In agricoltura il sale è utilizzato sia come nutritivo, per le piante e per gli animali, che come conservante per i foraggi.
I mangimi vegetali, destinati all’allevamento, sono quasi privi di sale.
Nella produzione di integratori alimentari il sale, grazie alla presenza di oligoelementi naturali, ha un ruolo fondamentale unitariamente a quello dei mangimi, sia semplici che compositi.

Grazie ai nostri prodotti è possibile coprire il fabbisogno di sale sia degli animali d’allevamento che degli animali selvatici:
- Sali per mangimi
- Sale iodato ad utilizzo zootecnico
- Blocchi da sale arricchiti di minerali
- Salgemma naturale miniere

L’integrazione attuata attraverso il collocamento di blocchi di sale consente all'animale di acquisire liberamente il sale, secondo le sue necessità, e senza rischiare un'eccessiva assunzione.

Il sale è un agente di conservazione utilizzato nella salagione dei foraggi che protegge della fermentazione e la putrefazione del fieno, conservandone le qualità nutritive, con particolare attenzione alle qualità energetiche delle leguminose e delle graminacee, tutelandone le caratteristiche organolettiche del colore e del sapore.
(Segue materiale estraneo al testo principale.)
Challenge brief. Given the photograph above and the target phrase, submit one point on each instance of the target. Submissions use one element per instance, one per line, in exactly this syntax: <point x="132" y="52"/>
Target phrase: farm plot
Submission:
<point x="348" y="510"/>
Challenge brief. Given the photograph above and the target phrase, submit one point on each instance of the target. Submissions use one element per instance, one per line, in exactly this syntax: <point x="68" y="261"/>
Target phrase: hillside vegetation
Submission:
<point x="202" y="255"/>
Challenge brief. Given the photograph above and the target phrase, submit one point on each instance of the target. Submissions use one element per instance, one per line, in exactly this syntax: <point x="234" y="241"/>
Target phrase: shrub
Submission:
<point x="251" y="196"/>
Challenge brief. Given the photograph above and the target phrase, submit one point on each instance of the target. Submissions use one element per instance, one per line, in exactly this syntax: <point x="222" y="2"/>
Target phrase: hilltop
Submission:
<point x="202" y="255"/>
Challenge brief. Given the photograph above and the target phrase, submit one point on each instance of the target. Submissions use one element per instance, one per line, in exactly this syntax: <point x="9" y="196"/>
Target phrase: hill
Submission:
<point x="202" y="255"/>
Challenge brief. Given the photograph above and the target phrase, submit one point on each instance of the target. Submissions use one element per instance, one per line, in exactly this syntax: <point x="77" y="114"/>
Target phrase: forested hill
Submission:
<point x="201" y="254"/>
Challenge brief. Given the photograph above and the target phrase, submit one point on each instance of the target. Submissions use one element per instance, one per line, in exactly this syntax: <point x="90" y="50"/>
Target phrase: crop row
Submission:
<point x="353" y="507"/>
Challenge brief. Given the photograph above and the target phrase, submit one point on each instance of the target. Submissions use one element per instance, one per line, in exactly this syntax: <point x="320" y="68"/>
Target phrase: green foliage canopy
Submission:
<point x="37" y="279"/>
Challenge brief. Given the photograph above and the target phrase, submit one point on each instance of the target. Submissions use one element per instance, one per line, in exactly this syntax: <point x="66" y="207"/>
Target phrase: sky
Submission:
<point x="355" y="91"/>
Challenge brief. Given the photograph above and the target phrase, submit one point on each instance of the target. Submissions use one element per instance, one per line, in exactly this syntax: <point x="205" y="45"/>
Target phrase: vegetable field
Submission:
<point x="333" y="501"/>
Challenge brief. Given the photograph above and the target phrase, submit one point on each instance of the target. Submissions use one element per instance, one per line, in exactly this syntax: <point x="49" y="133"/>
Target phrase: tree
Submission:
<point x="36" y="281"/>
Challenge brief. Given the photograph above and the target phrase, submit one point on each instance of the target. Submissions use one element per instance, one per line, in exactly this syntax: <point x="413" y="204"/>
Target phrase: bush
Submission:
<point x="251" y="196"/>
Sodio e cloro ricoprono importanti funzioni per mantenere la necessaria pressione osmotica delle cellule nei tessuti, dell’equilibrio acido-basico e degli scambi attraverso le membrane delle cellule; il cloro inoltre forma l’acido cloridrico del succo gastrico.
Il cloruro di sodio è fondamentale per l’assorbimento intestinale degli zuccheri, degli aminoacidi, ed anche nella trasmissione degli impulsi nervosi.

Questa sostanza viene persa in gran quantità dall’animale attraverso:
- il trasferimento nel latte (sono presenti 2,5 grammi di sale per ogni litro di latte),
- il sudore,
- gli escrementi.
Gli animali da allevamento in genere non riescono a ricevere abbastanza apporto di queste due sostanze nell’alimentazione che seguono, con il rischio di avere conseguenze di minor accrescimento, minor produzione di latte, disappetenza, problemi di fertilità e resistenza minore al calore ed alle malattie.
Per integrare questa carenza si utilizza generalmente il sale marino e il salgemma; nel sale marino sono presenti sostanze quali il cloruro di sodio, ed altri principi minerali utili al bestiame quali potassio, iodio e magnesio.